“Attenborough
and the Empire of the Ants” is a fascinating documentary about ants, narrated
by none other than David Attenborough (at the ripe old age of 90). The
scientific name of the featured ant species is never mentioned – they are
simply referred to as “wood ants” and live in the Jura Mountains in
Switzerland. What makes them sensational is that their colonies don´t wage “wars”
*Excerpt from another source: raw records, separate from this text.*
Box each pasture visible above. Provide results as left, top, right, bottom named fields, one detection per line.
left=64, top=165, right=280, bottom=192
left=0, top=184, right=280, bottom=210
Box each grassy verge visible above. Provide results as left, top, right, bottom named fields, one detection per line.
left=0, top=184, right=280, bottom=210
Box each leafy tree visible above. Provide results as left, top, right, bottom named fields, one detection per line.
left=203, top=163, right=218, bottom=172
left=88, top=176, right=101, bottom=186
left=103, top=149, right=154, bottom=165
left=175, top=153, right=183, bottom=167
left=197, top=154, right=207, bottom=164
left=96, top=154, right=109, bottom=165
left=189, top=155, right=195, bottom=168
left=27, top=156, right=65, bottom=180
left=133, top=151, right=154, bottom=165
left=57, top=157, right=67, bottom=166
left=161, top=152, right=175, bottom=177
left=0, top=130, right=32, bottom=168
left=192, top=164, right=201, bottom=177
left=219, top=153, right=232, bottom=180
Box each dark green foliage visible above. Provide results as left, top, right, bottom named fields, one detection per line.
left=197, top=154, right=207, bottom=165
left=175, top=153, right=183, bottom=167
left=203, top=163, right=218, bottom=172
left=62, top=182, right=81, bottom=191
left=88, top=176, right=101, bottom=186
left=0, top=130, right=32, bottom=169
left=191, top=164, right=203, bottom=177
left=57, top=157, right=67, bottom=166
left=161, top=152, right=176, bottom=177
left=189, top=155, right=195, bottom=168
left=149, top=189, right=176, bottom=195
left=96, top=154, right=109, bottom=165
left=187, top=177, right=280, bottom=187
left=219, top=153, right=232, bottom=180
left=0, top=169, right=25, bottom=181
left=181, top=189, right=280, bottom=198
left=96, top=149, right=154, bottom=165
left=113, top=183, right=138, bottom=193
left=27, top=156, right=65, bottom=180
against each other, something wood ant colonies otherwise do as a matter of
course. Rather, the Jura anthills form a constantly expanding “super-colony” with
millions of queens and even more worker-ants that all live at peace with each
other. Indeed, very often, several queens can be found in a single anthill.
Attenborough
claims that the ant queens are *not* genetically related to each other, which
strikes me as odd - they are all of the same species, so why don´t the gene
pools of the different lineages gradually mix as a result of swarming? If true,
this would seem to disprove “Hamilton´s equation”, according to which animals
should show altruism only towards their kin, although I suppose you could see
the Jura ants as an unusual example of reciprocal altruism instead. Besides,
the weird collectivism of the ants, where one colony functions as a virtual “super-organism”,
has always challenged evolutionary biologists more used to selection on the
individual level.
Later,
Attenborough reveals another remarkable fact about the Jura ants: many of their
colonies have dispensed with swarming altogether, the queens and winged males
mating inside the colony instead, after which the queens simply form a new
colony nearby. It was also interesting to note that the queens don´t seem to be
in control of anything – rather, they are herded by the workers, which
(somewhat flippantly) makes Attenborough say that the ants invented democracy!
“The Empire
of the Ants” also hints at a possible evolutionary explanation for the
super-colony. Usually, wood ant queens invade the nests of field ants, a
different species altogether, and “enslave” them. Ironically, this makes the
wood ants dependent on the existence of field ant colonies. The wood ant super-colony,
by contrast, is no longer parasitical and can therefore expand deep into the
Jura forests, including areas where no field ant has ever gone before. The
documentary ends somewhat ominously by Attenborough claiming that we may be
witnessing the first step in an ant “social conquest of Earth”.
On the web,
I found the claim that all Argentine ants *all over the world* form one vast
global super-colony, so who knows, maybe the “social conquest” has already
happened, it´s just that Homo sapiens haven´t noticed this time neither…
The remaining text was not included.